A SpaceX Falcon 9 rocket has rolled out to Kennedy Space Center Pad 39A ahead of the company’s third Falcon 9 launch this month as plans for another two missions – for a total of five – have crystallized.
A Spaceflight Now webcam captured the unknown flight-proven Falcon 9 booster leaving Pad 39A’s main integration hangar with a new upper stage and payload fairing filled with 49 satellites on January 16th. Weighing around 14.5 tons (~32,000 lb), those 49 spacecraft make up SpaceX’s Starlink 4-6 mission, which will continue the deployment of “Group 4” – the second of two shells of 1584 satellites that make up two-thirds of the initial 4408-satellite constellation. SpaceX remains on track to launch Starlink 4-6 no earlier than (NET) 7:26 pm EST or 9:24 pm EST on Monday, January 17th (00:26/02:24 UTC 18 Jan).
Drone ship A Shortfall Of Gravitas (ASOG) departed Port Canaveral for the booster recovery portion of Starlink 4-6 in the middle of Falcon 9’s January 13th Transporter-3 launch and landing. Due to damage drone ship Just Read The Instructions’ (JRTI) “Octagrabber” booster recovery robot suffered late last year, SpaceX appears to be prioritizing ASOG’s use for the moment, making the company’s plans for five launches this month even harder to achieve.
In fact, there’s a good chance that if SpaceX does manage five launches this month, it will have only been possible because two of those launches allowed Falcon 9 to perform a return-to-launch-site (RTLS) landing, foregoing the need for the simultaneous operation of both East Coast drone ships. The first, Transporter-3, was completed without issue on January 13th. After Starlink 4-6, SpaceX is scheduled to launch the Italian Space Agency’s CSG-2 Earth observation satellite NET ~6pm EST (23:00 UTC), January 27th. The spacecraft is light enough and headed to a low enough orbit to enable another RTLS Falcon 9 booster landing.
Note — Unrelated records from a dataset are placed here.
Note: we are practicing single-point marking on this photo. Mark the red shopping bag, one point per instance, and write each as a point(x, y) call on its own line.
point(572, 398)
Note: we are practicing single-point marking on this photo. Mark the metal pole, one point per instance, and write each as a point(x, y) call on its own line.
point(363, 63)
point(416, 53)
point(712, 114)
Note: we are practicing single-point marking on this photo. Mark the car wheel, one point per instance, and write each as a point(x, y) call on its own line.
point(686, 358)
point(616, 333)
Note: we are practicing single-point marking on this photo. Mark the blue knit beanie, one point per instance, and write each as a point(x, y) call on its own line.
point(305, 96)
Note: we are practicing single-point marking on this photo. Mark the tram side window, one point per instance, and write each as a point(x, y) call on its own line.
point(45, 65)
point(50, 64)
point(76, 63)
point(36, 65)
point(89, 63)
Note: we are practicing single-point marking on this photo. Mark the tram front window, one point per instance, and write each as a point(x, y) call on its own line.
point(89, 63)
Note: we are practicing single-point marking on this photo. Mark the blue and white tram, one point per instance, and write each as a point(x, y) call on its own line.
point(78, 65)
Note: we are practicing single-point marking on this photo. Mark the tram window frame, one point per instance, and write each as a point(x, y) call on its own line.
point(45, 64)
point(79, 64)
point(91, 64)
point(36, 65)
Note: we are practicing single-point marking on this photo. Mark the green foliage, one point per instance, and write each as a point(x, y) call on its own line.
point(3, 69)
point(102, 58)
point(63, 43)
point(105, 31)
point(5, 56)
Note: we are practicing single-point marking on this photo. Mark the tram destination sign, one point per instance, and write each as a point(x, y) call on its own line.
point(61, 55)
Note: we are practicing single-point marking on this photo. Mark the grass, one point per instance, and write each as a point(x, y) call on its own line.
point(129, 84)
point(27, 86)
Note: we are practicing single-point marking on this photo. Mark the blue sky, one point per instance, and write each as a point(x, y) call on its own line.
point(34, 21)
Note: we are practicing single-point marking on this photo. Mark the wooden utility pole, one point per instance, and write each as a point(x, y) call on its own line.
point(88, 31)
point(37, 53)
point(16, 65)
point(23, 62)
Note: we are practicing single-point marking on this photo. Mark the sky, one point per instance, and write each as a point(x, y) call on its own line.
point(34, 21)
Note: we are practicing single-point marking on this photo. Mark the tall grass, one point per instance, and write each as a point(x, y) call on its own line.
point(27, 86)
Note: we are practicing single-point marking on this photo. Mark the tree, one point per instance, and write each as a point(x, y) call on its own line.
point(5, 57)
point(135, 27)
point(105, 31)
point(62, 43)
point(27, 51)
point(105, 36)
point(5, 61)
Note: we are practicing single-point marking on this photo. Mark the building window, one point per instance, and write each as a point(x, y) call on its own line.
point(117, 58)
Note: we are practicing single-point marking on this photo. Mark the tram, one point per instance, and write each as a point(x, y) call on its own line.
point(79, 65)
Thanks to the rare presence of two RTLS launches in one month, SpaceX should be able to turn drone ship ASOG around after Starlink 4-6 and attempt to launch another batch of Starlink satellites – Starlink 4-7 – NET January 29th. Barring delays, that means that SpaceX has a good chance of completing five launches in January 2022. SpaceX launched five Falcon rockets in one month for the first time ever in December 2021, so repeating that feat the very next month would be an impressive achievement and good reason to believe that SpaceX might actually be able to launch 40, 50, or even 60 times in 2022.